All of these explanations are elements of a much more complex reality. To be sure, the US Congress’s decision to subsidise ethanol production in a misguided bid for energy independence has resulted in a third of American corn being diverted. As the US supplies nearly two-thirds of world’s corn, the 90 per cent rise in its price in 2010 has put pressure on other grains. Former US President Bill Clinton recently warned that over-emphasis on corn-based ethanol could lead to food riots. Not so, says the ethanol lobby. “The driver behind rising food prices,” they said, “has been and remains oil.”

It is ironic that the recent rise in oil prices has been propelled by the turmoil in the Middle East and North Africa (MENA), which itself was fuelled partly by high food prices. Egypt is among the world’s largest grain importers and other countries in the MENA rely heavily (80 per cent in case of Libya) on imported food as well. Now they are all trying to build up buffer stock against future unrest. With the price of oil surging to $120 a barrel, the effect on food inputs — from fertiliser and irrigation to transportation — will be significant. As prices rise, there is a pell-mell rush by other importing countries to build up reserve stocks of food from rice to oil seeds.

The US Federal Reserve has also been held responsible for encouraging speculation and driving up prices through its aggressive near-zero interest stimulus plan. Hedge funds, taking advantage of the easy money on offer, have moved aggressively in betting on commodities. Ben Bernanke refutes the charge by pointing to the growing demand for food from the developing world as the main cause behind the rise in prices. He is right, up to a point. Per capita meat consumption in newly prosperous countries such as China has indeed grown, requiring more feedstock.

But all of the above and other factors being cited provide only partial explanations requiring piecemeal solutions. The fact is that with nearly a quarter million new mouths coming to the world’s table every day, we need ever-increasing supply of food. But with the basic factors for food production — cultivable land, water and climate — facing long-term threat, shortage is shaping up to be a systemic problem.
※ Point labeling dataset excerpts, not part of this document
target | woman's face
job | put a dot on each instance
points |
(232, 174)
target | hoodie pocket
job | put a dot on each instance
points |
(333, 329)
While croplands are being lost to industry and feedstock farming, fresh water — needed to produce food — is running out. In a new book World On the Edge, Lester Brown points out that 70 per cent of world’s agriculture depends on irrigation. Yet because of reckless use of non-renewable fossil aquifers, water tables are falling in as many as 20 countries, including China, India and the US — the three countries that grow half the world’s grain.

Meanwhile, unchecked global warming risks are causing a drastic drop in food production. The sharp rise in atmospheric moisture, long predicted by climate scientists as a consequence of global warming, has already been producing extreme weather patterns of massive drought and floods in several parts of the world, destroying crops.

It is high time the governments adopted a global concerted approach on how to feed the planet rather than to lurch from one crisis to another.

 

The author is director of publications at the Yale Center for the Study of Globalization, and editor of YaleGlobal Online.